Open pbchekin opened 9 months ago
The problem with this benchmark is that it unconditionally imports torchrec which in its turn unconditionally imports fbgemm. Both libraries seem to exist only for CUDA (especially fbgemm) and aren't supposed to work on any other GPUs.
Torchrec readme suggests to install fbgemm_gpu for CPU usnig command pip install fbgemm-gpu --index-url https://download.pytorch.org/whl/nightly/cpu
but with this version I am getting AttributeError: '_OpNamespace' 'fbgemm' object has no attribute 'jagged_2d_to_dense'
again.
The problem is caused by incompatibility of fbgemm nightly and out pytorch versions. When native code is loaded I see an error /home/jovyan/.conda/envs/triton-no-conda-3.10-stonepia/lib/python3.10/site-packages/fbgemm_gpu/fbgemm_gpu_py.so: undefined symbol: _ZNK5torch8autograd4Node4nameEv
and therefore there are no native function definitions.

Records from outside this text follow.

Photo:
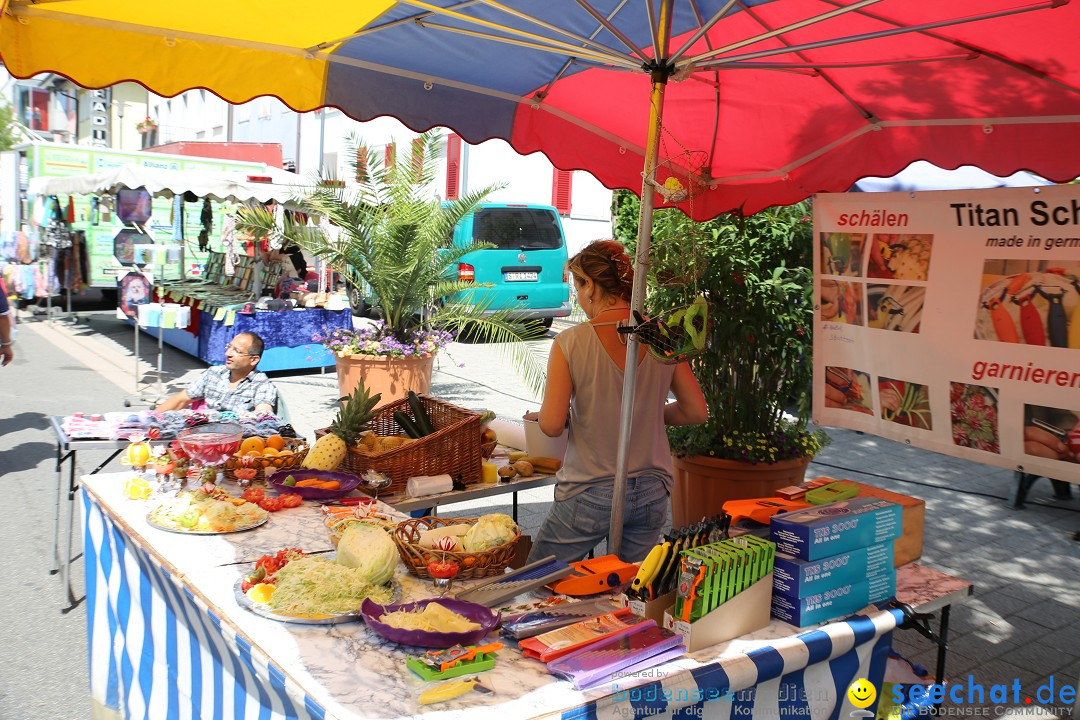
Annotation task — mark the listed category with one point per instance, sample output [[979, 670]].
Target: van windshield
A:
[[517, 228]]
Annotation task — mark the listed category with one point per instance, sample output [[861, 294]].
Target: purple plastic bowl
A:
[[488, 621], [348, 481]]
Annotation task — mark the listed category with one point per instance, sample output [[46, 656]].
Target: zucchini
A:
[[420, 416], [406, 423]]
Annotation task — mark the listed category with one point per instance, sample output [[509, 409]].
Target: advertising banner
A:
[[952, 321]]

Ok it is possible to make this benchmark work but it is a considerable effort.
mkdir build
cd build
cmake -DUSE_SANITIZER=address -DFBGEMM_LIBRARY_TYPE=shared -DPYTHON_EXECUTABLE=`which python3` -DFBGEMM_BUILD_DOCS=OFF -DFBGEMM_BUILD_BENCHMARKS=OFF -DCMAKE_INSTALL_PREFIX=${CONDA_PREFIX} ..
make -j
make install
cd ../fbgemm_gpu
export package_name=fbgemm_gpu_cpu
export python_tag=py310
export ARCH=$(uname -m)
export python_plat_name="manylinux2014_${ARCH}"

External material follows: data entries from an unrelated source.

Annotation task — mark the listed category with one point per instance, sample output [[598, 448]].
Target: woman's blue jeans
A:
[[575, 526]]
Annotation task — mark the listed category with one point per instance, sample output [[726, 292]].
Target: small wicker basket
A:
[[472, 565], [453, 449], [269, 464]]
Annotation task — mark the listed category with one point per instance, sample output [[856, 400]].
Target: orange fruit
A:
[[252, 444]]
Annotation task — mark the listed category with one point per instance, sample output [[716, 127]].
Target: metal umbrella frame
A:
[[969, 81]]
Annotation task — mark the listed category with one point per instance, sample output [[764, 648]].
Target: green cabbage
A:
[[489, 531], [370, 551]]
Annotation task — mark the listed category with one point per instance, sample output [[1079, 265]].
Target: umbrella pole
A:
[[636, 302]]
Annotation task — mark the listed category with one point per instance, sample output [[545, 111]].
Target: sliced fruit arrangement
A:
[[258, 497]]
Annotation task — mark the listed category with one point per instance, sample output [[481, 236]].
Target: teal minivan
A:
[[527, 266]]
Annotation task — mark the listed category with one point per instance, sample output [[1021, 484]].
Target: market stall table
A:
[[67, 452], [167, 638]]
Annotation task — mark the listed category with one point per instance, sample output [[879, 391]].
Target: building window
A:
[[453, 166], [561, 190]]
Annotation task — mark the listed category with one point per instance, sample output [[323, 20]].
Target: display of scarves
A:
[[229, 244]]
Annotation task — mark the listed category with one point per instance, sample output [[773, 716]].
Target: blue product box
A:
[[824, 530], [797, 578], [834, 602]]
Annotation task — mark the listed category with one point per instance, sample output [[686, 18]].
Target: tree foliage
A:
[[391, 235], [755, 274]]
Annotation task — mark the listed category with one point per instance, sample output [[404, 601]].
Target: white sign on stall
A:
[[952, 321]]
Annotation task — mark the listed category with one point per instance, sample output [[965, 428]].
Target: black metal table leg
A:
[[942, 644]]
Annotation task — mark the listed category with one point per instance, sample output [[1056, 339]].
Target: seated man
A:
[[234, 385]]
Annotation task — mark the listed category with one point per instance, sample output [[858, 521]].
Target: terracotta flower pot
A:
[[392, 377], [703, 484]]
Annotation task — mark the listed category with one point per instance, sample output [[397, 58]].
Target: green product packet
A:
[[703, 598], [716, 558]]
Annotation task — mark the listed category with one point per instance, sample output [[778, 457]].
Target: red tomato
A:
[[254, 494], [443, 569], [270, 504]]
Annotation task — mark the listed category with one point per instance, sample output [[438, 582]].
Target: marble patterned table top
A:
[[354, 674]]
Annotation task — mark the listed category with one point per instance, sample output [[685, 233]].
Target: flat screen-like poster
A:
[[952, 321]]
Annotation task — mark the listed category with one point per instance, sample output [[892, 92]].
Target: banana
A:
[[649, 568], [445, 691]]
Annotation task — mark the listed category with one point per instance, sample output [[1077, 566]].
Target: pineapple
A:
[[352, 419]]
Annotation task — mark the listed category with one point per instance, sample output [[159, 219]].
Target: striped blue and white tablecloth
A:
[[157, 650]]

python setup.py bdist_wheel --package_variant=cpu --package_name="${package_name}" --python-tag="${python_tag}" --plat-name="${python_plat_name}"
python setup.py install --package_variant=cpu
it is possible that C++ library is not required for python, maybe it is enough to build just python fbgemm_gpu.
Bug report on fbgemm_gpu build https://github.com/pytorch/FBGEMM/issues/2362
The issue is still reproducible.